The Zambia Institute for Policy Research Analysis and Research (ZIPAR) has revealed that Zambia is among 25 countries at high risk of debt distress.
ZIPAR Research fellow Mr. Shebo Nalishebo said, in the past 7 years, the country has added US$1.1 billion and k9.2 billion per year to the stock of external debt and domestic debt respectively.
He said the country usually borrows k1.3 billion to be spent in a year but the mid-year budget review shows that expenditure is currently hitting the margin of annual expenditure.
He was speaking at a meeting held to discuss the mid-year budget performance at Taj Pamodzi hotel in Lusaka today.
“The country cannot muster enough funds domestically thereby resorting to external debt…this action limits the country’s capacity to respond to future shocks hence the need for prudent measures to be taken,” Mr. Nalishebo said.
According to a report issued by ZIPAR, the debt distress the country is likely to face may ultimately lead to default if the country is unable to meet interest payments on time, or may require debt relief.
The report establishes that there has been an increase in expenditure not accompanied by a corresponding increase in domestic revenues thereby leading to massive external borrowing to finance arguably unsustainable expenditure.
ZIPAR representative noted that the country’s level of indebtedness has led to mistrust by stakeholders and other players in the market, which government needs to regain by committing to austerity measures and limiting spending overruns while enhancing resource morbilisation.
Mr. Nalishebo called on government to prioritise expenditure on projects that stimulate growth and human development as well as have high economic and social returns to boost the country’s revenue.
He noted that government must also consider reducing on certain tax rates to lower business costs and stimulate productivity and production as this will help spur investment in the country.
“Extracting tax from a narrow base leaves the tax payers in a deficit,” said Mr. Nalishebo.
And United Nations International Children’s Emergency Fund (UNICEF) Zambia has called for advocacy towards improving the well-being of children and young people in line with the Seventh National Development Plan to ‘leave no one behind.’
Chief Social Policy and Research personnel, Mr. Samson Murazikwa said the budget is a tool which should be used to influence direction of growth and ensuring poverty reduction.
He said despite the efforts made in the past, the country still has a lot of poor and vulnerable people most of which are children.

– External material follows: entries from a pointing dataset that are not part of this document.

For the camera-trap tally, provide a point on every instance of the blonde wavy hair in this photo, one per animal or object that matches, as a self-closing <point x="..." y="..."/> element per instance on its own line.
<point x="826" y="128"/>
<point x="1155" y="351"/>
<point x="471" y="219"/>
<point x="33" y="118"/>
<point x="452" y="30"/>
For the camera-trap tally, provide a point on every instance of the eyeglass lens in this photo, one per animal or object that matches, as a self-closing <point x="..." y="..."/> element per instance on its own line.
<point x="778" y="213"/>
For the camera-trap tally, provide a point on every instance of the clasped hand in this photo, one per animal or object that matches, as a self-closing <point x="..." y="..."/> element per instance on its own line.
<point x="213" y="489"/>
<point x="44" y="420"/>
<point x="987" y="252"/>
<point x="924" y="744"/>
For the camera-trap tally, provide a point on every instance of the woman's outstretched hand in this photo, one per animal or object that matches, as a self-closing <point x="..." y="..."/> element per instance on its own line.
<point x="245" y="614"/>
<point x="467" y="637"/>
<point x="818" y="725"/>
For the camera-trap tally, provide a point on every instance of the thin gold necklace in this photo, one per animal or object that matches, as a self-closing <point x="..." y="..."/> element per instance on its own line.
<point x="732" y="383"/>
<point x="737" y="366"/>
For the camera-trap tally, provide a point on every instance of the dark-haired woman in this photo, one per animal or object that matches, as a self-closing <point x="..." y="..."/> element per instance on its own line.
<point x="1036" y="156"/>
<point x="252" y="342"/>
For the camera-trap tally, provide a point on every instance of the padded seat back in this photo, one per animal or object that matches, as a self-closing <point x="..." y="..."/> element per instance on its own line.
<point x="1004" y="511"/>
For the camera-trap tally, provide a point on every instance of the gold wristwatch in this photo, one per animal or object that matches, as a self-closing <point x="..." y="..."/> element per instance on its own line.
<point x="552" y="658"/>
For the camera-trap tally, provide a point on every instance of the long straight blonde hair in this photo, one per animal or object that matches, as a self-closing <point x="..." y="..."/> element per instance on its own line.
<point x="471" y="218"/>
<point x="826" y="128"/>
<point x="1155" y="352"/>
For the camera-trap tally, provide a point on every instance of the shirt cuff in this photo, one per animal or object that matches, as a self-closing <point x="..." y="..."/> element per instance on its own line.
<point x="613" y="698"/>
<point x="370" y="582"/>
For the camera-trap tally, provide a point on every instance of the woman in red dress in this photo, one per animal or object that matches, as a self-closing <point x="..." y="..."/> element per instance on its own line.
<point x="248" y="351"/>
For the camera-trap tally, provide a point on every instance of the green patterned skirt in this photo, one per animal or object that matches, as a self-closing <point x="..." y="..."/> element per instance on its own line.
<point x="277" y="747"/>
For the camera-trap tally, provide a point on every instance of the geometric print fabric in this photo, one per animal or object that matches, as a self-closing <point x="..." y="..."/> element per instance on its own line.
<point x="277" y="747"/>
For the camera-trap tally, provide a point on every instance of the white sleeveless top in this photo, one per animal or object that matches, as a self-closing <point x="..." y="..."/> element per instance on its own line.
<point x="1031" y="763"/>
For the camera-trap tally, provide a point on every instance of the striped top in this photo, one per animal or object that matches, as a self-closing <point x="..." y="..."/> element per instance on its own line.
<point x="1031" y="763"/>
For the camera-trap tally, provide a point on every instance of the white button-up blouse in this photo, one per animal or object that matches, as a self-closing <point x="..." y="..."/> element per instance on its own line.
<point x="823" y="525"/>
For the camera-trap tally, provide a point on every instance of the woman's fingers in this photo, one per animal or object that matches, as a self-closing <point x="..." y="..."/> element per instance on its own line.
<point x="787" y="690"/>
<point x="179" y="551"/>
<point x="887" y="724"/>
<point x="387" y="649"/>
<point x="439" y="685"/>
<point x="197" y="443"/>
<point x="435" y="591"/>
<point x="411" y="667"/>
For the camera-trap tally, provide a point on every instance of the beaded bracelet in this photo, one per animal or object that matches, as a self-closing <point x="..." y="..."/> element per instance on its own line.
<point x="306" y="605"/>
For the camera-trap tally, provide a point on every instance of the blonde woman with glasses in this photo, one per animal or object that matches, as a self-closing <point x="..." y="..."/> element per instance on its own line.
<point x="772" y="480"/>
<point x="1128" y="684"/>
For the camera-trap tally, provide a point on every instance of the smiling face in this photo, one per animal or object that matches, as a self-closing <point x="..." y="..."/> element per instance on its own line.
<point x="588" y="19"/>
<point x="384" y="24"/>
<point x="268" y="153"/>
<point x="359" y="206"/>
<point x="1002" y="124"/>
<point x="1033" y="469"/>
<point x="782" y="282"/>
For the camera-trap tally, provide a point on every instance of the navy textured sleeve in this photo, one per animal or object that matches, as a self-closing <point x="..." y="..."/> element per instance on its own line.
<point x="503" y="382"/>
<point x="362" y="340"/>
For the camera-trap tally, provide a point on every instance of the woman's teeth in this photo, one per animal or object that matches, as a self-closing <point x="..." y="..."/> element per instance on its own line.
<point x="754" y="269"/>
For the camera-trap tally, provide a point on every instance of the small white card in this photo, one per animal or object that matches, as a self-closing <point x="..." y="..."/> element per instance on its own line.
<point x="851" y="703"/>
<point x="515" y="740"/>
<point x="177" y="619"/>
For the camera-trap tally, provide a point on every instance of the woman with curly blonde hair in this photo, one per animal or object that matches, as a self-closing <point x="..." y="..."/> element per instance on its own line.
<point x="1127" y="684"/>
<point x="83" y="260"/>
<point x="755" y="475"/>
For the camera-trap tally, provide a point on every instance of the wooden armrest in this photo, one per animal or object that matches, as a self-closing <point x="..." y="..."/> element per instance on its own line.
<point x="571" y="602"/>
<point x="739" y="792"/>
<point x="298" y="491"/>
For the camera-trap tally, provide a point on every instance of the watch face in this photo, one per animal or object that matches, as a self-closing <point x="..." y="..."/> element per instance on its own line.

He noted that the progression rate for children in schools is not impressive with only 30% of pupils in primary schools moving to secondary level and 10% progressing to tertiary level.
“Never lose sight of high quality education because children are the ultimate game changer,” Mr. Murazikwa said.
He added that it is essential to create more opportunities for children and young people to be able to survive amidst such debt crisis.
Correspondingly, Senior Citizens Association of Zambia (SCAZ) has bemoaned the delay in crediting of social cash transfer to the elderly in various communities.
SCAZ representative, Rose Sishimba said, the cash transfer must be predictable and regular to help recipients plan adequately for their livelihood.
“As we know, older people are already stressed and the deficit makes them more stressful,” she stated.
She added that most vulnerable children come from homes of older people hence the need for them to be well catered for in terms of empowerment and financing.